52. DIA DATANG?

629 67 0
                                    

52. DIA DATANG?

"Excuse me?" sahut Nisa. Anan hanya bisa menaikan sebelah alisnya.

"Konyol sih, tapi begitulah rumor yang beredar. Dia sering menyendiri, menatap orang dengan sinis, bibirnya selalu mengkomat-kamitkan sesuatu. Hingga satu hari, dia bertengkar dengan teman perempuan sekelasnya. Ia mengatakan bahwa temannya itu bentar lagi akan menemui ajalnya. Siapa yang tidak kaget coba? Mungkin si wanita ini kesal dan tidak terima jika seseorang berbicara seperti itu secara tiba-tiba. Karena hal itu, teman-temannya pun mulai menjauhi, bahkan hampir satu sekolah."

"Terdengar seperti sebuah cerita-cerita mistis murahan," ucap Fira.

Tanpa sadar kepala Anan pun ikut mengangguk menyetujui pernyataan Fira.

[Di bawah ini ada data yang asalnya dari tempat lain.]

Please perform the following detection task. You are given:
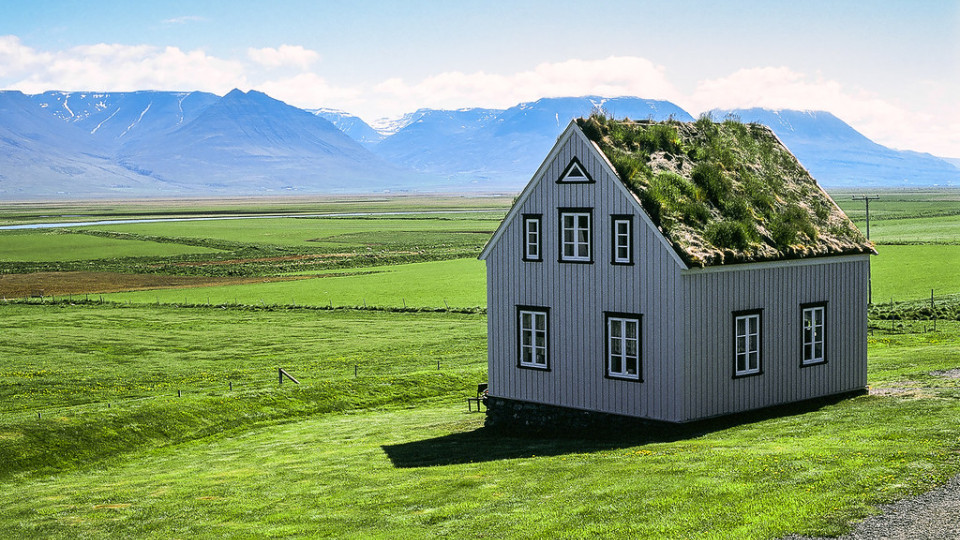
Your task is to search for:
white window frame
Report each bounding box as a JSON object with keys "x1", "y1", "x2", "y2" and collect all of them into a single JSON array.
[
  {"x1": 604, "y1": 313, "x2": 643, "y2": 382},
  {"x1": 523, "y1": 214, "x2": 543, "y2": 261},
  {"x1": 733, "y1": 310, "x2": 762, "y2": 377},
  {"x1": 517, "y1": 306, "x2": 550, "y2": 369},
  {"x1": 800, "y1": 302, "x2": 827, "y2": 366},
  {"x1": 560, "y1": 209, "x2": 593, "y2": 262},
  {"x1": 610, "y1": 216, "x2": 633, "y2": 264},
  {"x1": 557, "y1": 157, "x2": 594, "y2": 184}
]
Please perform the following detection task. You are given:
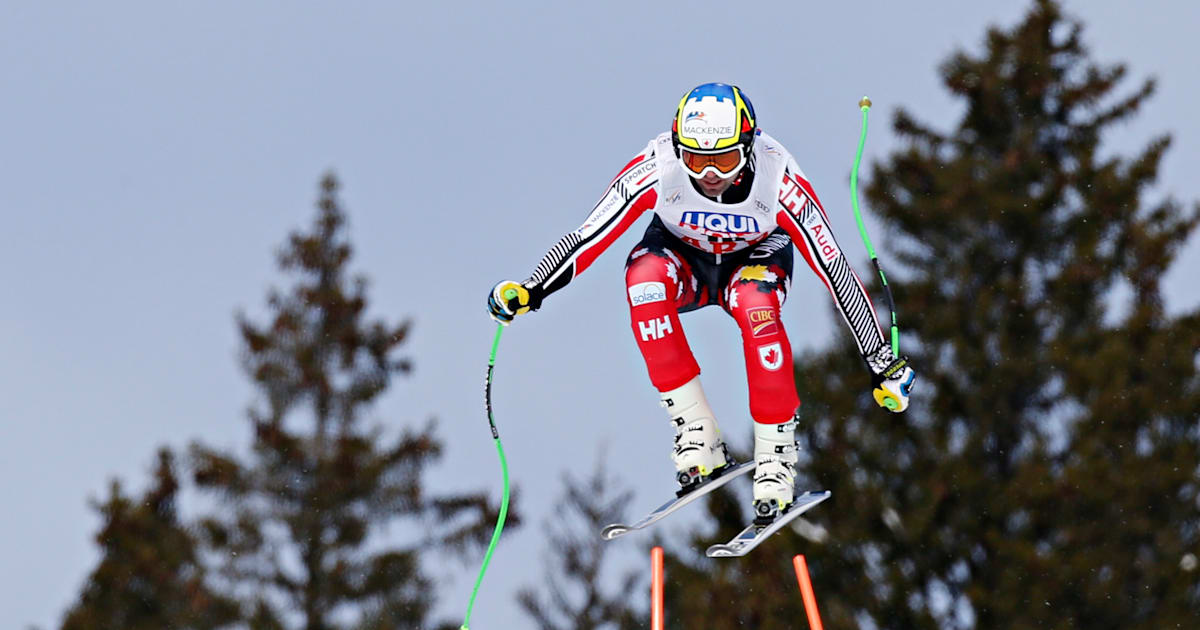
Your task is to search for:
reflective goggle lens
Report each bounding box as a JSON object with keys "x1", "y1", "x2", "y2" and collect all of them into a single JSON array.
[{"x1": 679, "y1": 146, "x2": 742, "y2": 175}]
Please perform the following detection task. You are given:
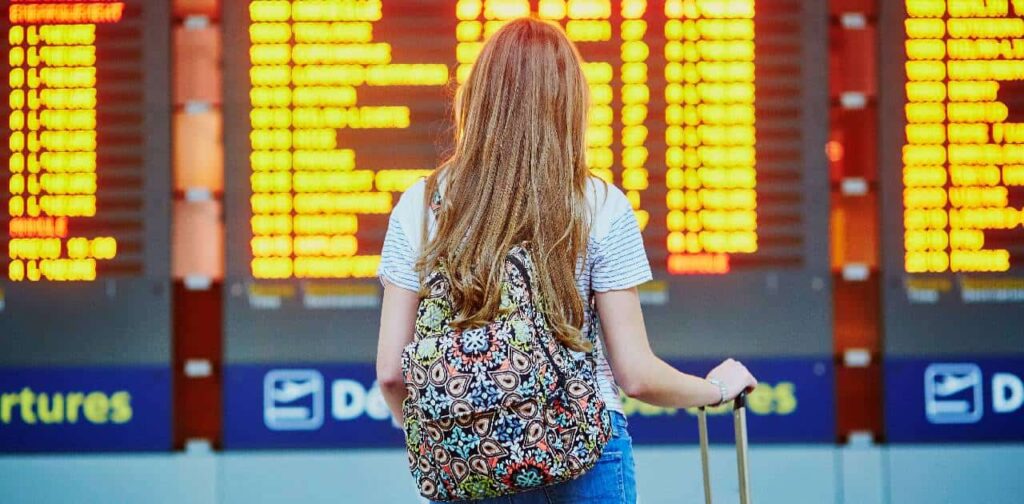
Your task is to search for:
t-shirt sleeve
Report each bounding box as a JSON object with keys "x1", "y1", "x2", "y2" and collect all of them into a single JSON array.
[
  {"x1": 377, "y1": 181, "x2": 422, "y2": 292},
  {"x1": 591, "y1": 208, "x2": 653, "y2": 292}
]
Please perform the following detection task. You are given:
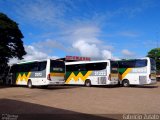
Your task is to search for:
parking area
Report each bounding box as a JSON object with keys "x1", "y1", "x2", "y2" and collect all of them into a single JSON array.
[{"x1": 0, "y1": 82, "x2": 160, "y2": 120}]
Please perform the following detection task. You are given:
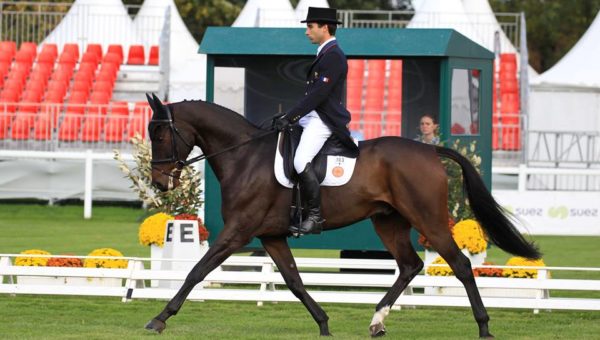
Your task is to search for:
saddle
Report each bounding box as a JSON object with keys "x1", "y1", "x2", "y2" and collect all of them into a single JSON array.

"Bener! Gue juga memiliki pendapat yang sama. Tapi, setelah tau kelanjutannya, mungkin kalian perlu berpikir ulang soal cerita yang terdengar mengada-ngada ini."

"Maksud lo?" sahut Anan.

"Selang satu bulan setelah insiden Ramalan Kematian itu." Kedua tangan Desi terangkat dan menggambarkan tanda kutip. "Teman perempuannya itu tiba-tiba kecelakaan dan tewas di tempat."

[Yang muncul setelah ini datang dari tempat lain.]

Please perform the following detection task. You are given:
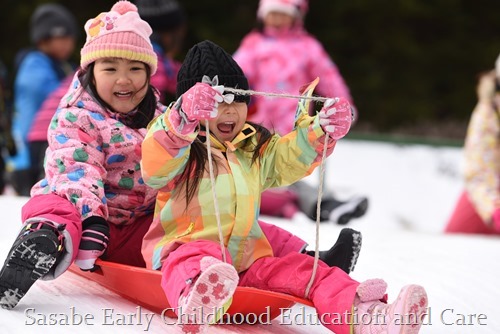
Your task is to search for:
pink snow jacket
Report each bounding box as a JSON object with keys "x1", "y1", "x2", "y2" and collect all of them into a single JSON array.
[
  {"x1": 28, "y1": 73, "x2": 75, "y2": 142},
  {"x1": 31, "y1": 73, "x2": 165, "y2": 225},
  {"x1": 141, "y1": 101, "x2": 335, "y2": 272},
  {"x1": 464, "y1": 72, "x2": 500, "y2": 226},
  {"x1": 233, "y1": 26, "x2": 354, "y2": 135}
]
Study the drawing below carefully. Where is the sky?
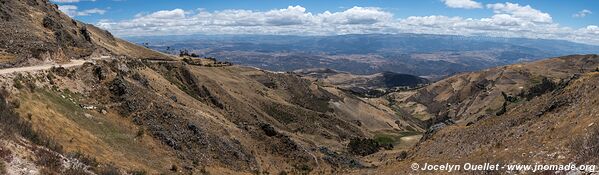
[51,0,599,45]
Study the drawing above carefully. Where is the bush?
[129,170,148,175]
[0,92,62,152]
[96,165,121,175]
[571,127,599,163]
[35,149,62,172]
[347,138,380,156]
[374,134,395,150]
[0,160,6,174]
[61,166,91,175]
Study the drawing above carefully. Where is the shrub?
[35,149,62,172]
[374,134,395,150]
[129,170,148,175]
[96,165,121,175]
[61,166,91,175]
[0,92,62,152]
[571,127,599,163]
[347,138,380,156]
[67,152,99,168]
[0,160,6,174]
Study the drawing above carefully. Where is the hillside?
[293,68,429,97]
[0,0,169,67]
[359,55,599,174]
[0,0,423,174]
[134,33,599,80]
[0,0,599,175]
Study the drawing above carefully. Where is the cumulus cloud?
[487,2,553,23]
[50,0,96,3]
[96,3,599,44]
[442,0,483,9]
[572,9,593,18]
[58,5,106,17]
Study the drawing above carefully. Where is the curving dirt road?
[0,60,91,75]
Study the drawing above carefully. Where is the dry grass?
[14,90,176,173]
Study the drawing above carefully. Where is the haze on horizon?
[53,0,599,45]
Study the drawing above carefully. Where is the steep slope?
[361,55,599,174]
[398,55,599,122]
[0,0,168,67]
[0,0,421,174]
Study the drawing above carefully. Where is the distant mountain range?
[126,34,599,79]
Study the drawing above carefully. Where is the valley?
[0,0,599,175]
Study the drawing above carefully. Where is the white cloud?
[442,0,483,9]
[96,3,599,44]
[58,5,106,17]
[572,9,593,18]
[50,0,96,3]
[487,2,553,23]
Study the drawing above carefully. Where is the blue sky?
[53,0,599,44]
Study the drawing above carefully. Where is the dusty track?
[0,60,92,75]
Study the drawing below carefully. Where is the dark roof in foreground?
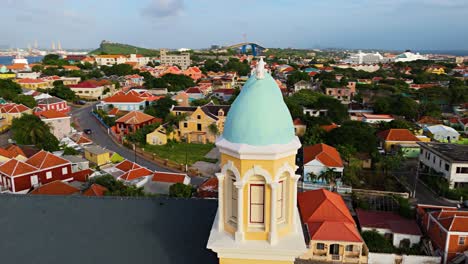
[0,195,218,264]
[418,142,468,162]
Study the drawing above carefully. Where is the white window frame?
[276,178,288,224]
[30,175,39,186]
[249,182,265,227]
[458,236,466,246]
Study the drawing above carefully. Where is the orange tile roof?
[115,111,156,125]
[297,189,355,224]
[26,150,70,169]
[30,180,80,195]
[377,128,420,141]
[153,171,187,183]
[83,183,107,196]
[297,189,363,242]
[120,167,153,181]
[432,210,468,232]
[0,159,37,176]
[38,109,69,119]
[320,123,339,132]
[304,143,343,167]
[107,107,119,115]
[102,93,145,103]
[115,160,141,171]
[293,118,304,126]
[62,65,80,71]
[0,104,31,114]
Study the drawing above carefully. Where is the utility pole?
[412,162,420,198]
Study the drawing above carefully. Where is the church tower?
[207,59,306,264]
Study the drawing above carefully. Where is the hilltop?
[90,40,159,56]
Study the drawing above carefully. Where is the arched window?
[249,176,265,227]
[225,171,238,224]
[276,178,288,223]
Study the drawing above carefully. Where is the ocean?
[0,56,43,65]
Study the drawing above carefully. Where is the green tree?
[144,96,177,120]
[0,79,22,100]
[11,114,59,151]
[169,182,193,198]
[87,175,147,196]
[63,147,80,156]
[13,94,37,108]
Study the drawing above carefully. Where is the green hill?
[90,40,159,56]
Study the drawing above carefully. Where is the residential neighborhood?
[0,1,468,264]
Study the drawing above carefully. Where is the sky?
[0,0,468,50]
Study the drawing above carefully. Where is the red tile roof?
[304,143,343,167]
[30,180,80,195]
[120,167,153,181]
[431,210,468,232]
[0,159,37,176]
[102,93,145,103]
[293,118,304,126]
[115,111,157,125]
[377,128,420,141]
[83,183,107,196]
[37,110,69,119]
[297,189,363,242]
[26,150,70,169]
[115,160,141,171]
[0,104,31,114]
[320,123,339,132]
[153,172,187,183]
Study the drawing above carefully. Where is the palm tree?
[318,168,339,190]
[307,172,318,182]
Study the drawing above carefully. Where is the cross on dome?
[255,56,265,79]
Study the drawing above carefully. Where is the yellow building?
[171,102,230,144]
[426,65,445,75]
[85,145,111,166]
[146,125,180,145]
[0,104,32,131]
[207,59,306,264]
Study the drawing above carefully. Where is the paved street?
[71,105,206,186]
[395,159,454,206]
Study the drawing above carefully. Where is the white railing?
[302,182,353,194]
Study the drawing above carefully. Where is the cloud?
[141,0,184,18]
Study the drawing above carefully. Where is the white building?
[424,125,460,142]
[395,51,429,62]
[418,142,468,188]
[160,49,192,70]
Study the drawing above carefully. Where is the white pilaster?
[216,173,225,232]
[269,182,279,245]
[234,182,244,242]
[291,174,302,232]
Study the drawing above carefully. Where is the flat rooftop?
[418,142,468,162]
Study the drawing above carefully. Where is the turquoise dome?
[223,74,294,146]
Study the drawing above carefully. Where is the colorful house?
[171,102,230,143]
[146,124,180,145]
[303,143,344,182]
[34,110,71,140]
[377,129,421,158]
[297,189,369,263]
[207,59,307,264]
[84,145,110,166]
[0,150,73,193]
[417,205,468,264]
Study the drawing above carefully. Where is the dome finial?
[255,56,265,79]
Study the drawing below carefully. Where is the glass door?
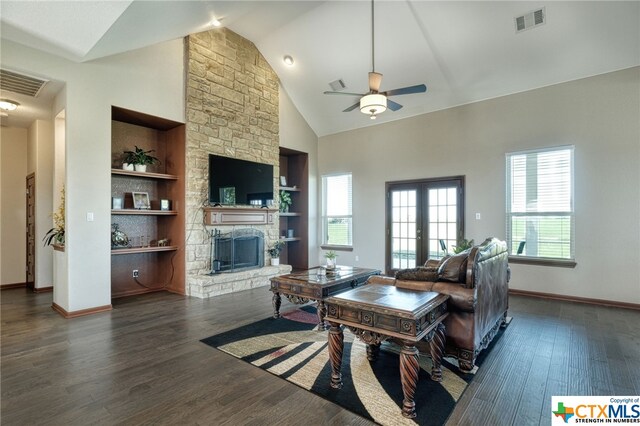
[386,176,464,276]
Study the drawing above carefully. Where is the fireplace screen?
[211,229,264,273]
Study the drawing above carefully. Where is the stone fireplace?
[211,228,264,274]
[185,28,284,298]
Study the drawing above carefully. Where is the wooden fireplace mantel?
[204,207,278,225]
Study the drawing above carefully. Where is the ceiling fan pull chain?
[371,0,376,72]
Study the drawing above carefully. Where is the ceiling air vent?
[0,69,48,98]
[329,78,347,92]
[515,7,547,33]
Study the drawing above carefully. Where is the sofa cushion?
[396,266,438,281]
[430,282,476,312]
[438,250,470,284]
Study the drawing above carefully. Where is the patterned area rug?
[202,306,480,425]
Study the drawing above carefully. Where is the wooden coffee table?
[270,266,380,330]
[325,284,449,418]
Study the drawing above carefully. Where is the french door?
[386,176,464,276]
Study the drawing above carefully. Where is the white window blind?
[322,173,353,246]
[506,146,574,260]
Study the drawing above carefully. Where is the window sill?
[509,255,577,268]
[320,244,353,251]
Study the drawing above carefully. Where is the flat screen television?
[209,154,273,206]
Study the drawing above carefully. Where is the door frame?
[384,175,466,275]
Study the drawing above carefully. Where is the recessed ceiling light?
[0,99,20,111]
[282,55,293,67]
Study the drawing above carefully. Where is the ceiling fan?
[324,0,427,120]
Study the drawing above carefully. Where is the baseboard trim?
[509,288,640,310]
[0,283,27,290]
[51,302,113,318]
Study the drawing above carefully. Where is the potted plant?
[324,250,338,269]
[122,145,160,172]
[267,241,284,266]
[42,187,64,248]
[280,191,293,213]
[453,238,473,254]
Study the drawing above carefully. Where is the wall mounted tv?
[209,154,273,206]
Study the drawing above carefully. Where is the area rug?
[202,306,482,425]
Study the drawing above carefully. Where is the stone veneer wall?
[185,28,280,297]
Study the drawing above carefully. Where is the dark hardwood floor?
[0,287,640,425]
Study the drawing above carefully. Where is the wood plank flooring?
[0,287,640,425]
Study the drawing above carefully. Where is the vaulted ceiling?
[0,0,640,136]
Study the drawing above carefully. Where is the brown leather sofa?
[368,238,510,371]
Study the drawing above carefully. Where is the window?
[506,146,574,261]
[322,173,353,246]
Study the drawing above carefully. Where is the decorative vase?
[111,223,129,248]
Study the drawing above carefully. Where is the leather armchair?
[368,238,510,372]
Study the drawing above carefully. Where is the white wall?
[0,127,27,285]
[27,120,53,288]
[1,39,185,312]
[318,67,640,303]
[280,86,320,267]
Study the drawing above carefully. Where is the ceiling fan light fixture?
[0,99,20,111]
[360,93,387,120]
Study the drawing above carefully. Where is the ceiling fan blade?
[387,98,402,111]
[384,84,427,96]
[342,101,360,112]
[324,91,364,96]
[369,71,382,92]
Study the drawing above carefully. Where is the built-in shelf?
[280,186,300,192]
[111,169,178,180]
[111,209,178,216]
[111,246,178,255]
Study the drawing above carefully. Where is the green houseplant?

Keheningan pun terjadi, mereka saling memandang, mencoba mencerna kalimat yang diutarakan oleh Desi tadi.

"Gila, nggak tuh? Sejak kejadian itu, teman-temannya makin ngejauhin dia. Melakukan perundungan, dicap sebagai wanita terkutuk, penyihir, titisan setan.." Desi mengambil jeda dan melirik ke arah jam dinding.

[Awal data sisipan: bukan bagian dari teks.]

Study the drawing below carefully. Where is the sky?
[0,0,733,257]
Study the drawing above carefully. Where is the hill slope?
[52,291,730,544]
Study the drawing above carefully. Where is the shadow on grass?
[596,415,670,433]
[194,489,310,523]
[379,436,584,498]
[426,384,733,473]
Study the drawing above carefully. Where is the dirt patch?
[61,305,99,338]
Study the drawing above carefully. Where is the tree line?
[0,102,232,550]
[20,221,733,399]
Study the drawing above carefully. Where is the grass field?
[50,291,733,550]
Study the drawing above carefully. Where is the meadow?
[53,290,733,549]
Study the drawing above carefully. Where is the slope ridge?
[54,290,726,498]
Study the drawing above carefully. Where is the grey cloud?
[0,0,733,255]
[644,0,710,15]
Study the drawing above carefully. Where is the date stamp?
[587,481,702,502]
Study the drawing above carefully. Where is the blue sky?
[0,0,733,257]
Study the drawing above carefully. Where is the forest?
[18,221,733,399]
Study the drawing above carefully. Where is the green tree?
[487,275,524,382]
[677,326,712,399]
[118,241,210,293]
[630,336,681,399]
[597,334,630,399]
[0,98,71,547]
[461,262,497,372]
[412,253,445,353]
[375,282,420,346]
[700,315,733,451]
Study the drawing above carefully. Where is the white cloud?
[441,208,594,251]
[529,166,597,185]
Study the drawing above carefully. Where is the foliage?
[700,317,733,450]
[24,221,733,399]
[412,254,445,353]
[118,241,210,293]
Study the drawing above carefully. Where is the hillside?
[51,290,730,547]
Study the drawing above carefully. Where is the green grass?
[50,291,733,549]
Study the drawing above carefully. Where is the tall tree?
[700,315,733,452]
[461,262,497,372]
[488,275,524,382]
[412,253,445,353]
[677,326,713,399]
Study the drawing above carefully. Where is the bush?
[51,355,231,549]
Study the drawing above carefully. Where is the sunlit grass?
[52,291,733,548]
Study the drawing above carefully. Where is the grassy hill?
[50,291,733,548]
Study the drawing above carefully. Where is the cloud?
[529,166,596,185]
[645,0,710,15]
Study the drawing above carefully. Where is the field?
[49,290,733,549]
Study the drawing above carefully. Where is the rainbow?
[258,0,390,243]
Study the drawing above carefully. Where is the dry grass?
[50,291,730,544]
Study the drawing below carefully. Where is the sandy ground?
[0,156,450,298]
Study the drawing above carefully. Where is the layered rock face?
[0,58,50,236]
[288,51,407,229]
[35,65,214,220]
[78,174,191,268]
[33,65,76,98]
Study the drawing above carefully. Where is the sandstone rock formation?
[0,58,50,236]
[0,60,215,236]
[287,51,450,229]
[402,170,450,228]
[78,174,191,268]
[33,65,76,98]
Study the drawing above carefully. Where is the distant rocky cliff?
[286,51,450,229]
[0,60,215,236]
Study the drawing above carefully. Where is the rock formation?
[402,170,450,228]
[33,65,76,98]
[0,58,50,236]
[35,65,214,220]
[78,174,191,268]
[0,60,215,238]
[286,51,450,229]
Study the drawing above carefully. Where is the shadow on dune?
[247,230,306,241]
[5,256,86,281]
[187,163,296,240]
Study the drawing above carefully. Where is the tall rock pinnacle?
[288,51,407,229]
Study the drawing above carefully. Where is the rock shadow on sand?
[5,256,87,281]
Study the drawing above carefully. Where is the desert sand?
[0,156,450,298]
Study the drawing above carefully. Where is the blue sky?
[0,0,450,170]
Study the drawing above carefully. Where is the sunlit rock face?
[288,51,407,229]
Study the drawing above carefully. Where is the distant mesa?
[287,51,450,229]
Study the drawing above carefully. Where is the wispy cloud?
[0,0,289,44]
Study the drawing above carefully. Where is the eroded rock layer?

"Well, akhirnya ia jadi benci sama dirinya sendiri." Mereka semua berusaha untuk menutup mulut agar bisa mendengarkan kisah selanjutnya.

"Suatu waktu, ia dilaporkan menghilang oleh kedua orang tuanya. Selama satu bulan ia nggak pernah pulang, di minggu-minggu liburan juga dia nggak ngabarin keluarganya.

Terus waktu Ibunya nyoba mengontak gadis itu, sama saja, seakan-akan ia memutus segala jalur komunikasi yang mengarah sama dia. Melaporlah keluarganya ke pihak sekolah. Pihak sekolah kita akhirnya coba menggeledah kamarnya di kosan, dan temannya bilang kalo gadis itu masih sering ada di kamarnya hingga 2 hari terakhir kemarin ia nggak pulang."

"Kenapa temennya nggak ngasih tau, kalo dia nggak pulang ke kosan?" ucap Fira.

"Harusnya dia tau kalo teman sekamarnya nggak ada, ia pasti bakal laporin ke pemilik kosan."

"Iya, harusnya kayak gitu." ucap Desi. "Tapi, ingat, dia murid yang dijauhi teman-temannya. Gue rasa mereka udah masa bodoh sama kehadiran atau ketiadaan gadis itu."

Fira dan Nisa hanya mengangguk. Sedangkan Anan memilih diam dan menunggu Desi melanjutkan kembali ceritanya.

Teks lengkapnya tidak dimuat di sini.